Ridwan Kamil, governor of West Java, Indonesia’s most populated province, is among the volunteers who have signed up for the trial.

The third phase is a must before the vaccine, known as CoronaVac, goes into the production stage and is a prerequisite for all pharmaceutical products, including medicines and vaccines.

“The potential vaccine had gone through three trials; the pre-clinical, the clinical trial first phase and the second phase in China,” Bio Farma CEO Honesti Basyir said in a statement.

According to Basyir, Sinovac is one of the few institutions that have progressed to the third phase of the clinical trial from among hundreds of research institutions around the world that are developing the COVID-19 vaccine.

According to Oxford Business Group’s COVID-10 Economic Impact Assessment, there are more than 150 different vaccines that international researchers are working on. However, only 26 have reached the human trial stage so far.
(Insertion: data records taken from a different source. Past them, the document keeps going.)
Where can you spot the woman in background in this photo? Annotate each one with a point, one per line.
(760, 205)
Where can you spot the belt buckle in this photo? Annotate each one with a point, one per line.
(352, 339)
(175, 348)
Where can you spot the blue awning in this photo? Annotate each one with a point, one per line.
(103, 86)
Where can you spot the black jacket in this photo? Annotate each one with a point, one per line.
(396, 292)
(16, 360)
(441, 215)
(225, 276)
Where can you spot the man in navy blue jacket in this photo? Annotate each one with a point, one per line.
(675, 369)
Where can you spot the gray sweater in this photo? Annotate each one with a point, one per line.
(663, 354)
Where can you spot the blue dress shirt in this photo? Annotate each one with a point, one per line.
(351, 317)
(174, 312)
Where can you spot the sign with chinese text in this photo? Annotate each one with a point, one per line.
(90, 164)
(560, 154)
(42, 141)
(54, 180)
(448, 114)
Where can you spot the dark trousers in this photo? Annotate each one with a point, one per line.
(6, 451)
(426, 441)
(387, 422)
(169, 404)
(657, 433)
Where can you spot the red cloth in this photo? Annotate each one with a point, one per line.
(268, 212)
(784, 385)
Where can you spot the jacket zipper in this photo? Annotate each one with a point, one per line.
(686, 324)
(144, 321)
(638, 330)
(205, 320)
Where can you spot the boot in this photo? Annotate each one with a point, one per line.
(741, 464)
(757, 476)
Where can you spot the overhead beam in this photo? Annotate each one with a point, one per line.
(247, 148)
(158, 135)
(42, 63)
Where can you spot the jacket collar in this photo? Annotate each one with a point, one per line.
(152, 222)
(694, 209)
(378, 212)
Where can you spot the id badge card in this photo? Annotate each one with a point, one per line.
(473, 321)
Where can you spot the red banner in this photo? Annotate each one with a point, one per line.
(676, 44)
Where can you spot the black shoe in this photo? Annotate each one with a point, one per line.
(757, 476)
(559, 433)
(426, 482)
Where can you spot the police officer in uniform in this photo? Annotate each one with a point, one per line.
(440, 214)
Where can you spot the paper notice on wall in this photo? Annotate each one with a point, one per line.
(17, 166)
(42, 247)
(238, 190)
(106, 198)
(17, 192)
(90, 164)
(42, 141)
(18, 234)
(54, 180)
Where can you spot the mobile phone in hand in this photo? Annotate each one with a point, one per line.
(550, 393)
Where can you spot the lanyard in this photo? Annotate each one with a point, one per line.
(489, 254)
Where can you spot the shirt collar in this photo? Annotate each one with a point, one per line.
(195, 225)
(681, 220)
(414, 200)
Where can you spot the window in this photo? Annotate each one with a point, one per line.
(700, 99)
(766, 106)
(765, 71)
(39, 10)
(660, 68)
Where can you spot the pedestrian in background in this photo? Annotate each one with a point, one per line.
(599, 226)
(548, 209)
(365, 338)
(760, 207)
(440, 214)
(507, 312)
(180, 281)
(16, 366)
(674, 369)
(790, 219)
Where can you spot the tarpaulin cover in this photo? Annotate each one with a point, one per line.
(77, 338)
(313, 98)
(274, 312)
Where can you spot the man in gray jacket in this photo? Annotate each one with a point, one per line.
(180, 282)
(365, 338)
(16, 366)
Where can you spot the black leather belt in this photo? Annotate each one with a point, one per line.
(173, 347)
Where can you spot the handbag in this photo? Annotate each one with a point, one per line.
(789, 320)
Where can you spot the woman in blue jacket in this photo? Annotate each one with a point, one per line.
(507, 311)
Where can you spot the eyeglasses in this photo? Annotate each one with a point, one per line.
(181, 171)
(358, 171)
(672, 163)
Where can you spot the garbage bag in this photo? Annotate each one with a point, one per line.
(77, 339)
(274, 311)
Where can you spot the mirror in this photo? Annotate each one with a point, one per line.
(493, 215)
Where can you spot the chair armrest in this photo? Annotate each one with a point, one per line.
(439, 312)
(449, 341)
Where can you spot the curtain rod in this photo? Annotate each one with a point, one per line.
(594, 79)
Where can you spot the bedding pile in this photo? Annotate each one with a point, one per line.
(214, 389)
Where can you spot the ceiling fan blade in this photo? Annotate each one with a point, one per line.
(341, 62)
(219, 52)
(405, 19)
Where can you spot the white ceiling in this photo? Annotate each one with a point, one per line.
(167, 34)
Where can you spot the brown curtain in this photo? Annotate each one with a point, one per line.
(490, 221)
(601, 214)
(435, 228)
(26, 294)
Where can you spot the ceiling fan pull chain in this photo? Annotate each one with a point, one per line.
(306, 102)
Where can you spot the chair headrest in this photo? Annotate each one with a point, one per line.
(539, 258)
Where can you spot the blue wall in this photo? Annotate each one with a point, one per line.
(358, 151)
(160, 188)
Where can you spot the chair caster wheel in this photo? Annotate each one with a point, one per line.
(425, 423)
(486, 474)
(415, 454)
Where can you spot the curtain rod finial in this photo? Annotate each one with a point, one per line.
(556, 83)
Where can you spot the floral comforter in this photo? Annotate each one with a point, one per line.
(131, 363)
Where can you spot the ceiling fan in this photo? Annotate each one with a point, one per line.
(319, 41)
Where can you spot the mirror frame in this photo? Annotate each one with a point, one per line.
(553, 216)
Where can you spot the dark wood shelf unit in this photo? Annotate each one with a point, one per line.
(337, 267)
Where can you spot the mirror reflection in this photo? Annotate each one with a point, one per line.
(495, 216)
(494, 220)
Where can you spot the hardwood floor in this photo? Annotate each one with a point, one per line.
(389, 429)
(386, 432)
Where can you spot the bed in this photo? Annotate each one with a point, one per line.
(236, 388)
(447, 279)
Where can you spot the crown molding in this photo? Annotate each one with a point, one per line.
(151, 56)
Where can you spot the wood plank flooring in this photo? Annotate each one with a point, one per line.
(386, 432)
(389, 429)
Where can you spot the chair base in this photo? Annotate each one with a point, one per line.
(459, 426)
Once the trials are concluded, Bio Farma will register the vaccine with the Food and Drug Supervisory Agency so that it can begin mass-production of the drug.

“We have prepared a production facility for the COVID-19 vaccine with a maximum capacity of 100 million dosages, and by the end of December this year we will have an increased production capacity to produce an additional 150 million dosages,” Basyir said.

President Joko Widodo oversaw the first injections to the batch of volunteers in one of the six locations and also toured Bio Farma’s production facility. 

“We hope this clinical trial would conclude in six months and so we can start producing the vaccine in January and vaccinate our people soon,” Widodo said.

State-Owned Enterprise Minister Erick Thohir, who is also the head of the COVID-19 mitigation and national economic recovery committee, said that Bio Farma was a well-established vaccine producer whose products were halal-compliant and used in 150 countries, including in the Middle East.

The collaboration with Sinovac is one of three vaccine-development projects that Indonesia is engaging in with foreign parties as it grapples with a surge in infections. At the same time, social restrictions and economic activities were eased. The other two projects are with South Korea’s Genexine and Norway’s Coalition for Epidemic, Preparedness and Innovation.

As of Wednesday, Indonesia had reported 130,718 infections with 1,942 new cases, 85,798 recoveries and 5,903 deaths, although experts suggest that the numbers could be higher due to the country’s low testing capacity.

Cases also surged in the capital Jakarta with workplaces emerging as the new infection clusters after thousands of employees returned to work recently.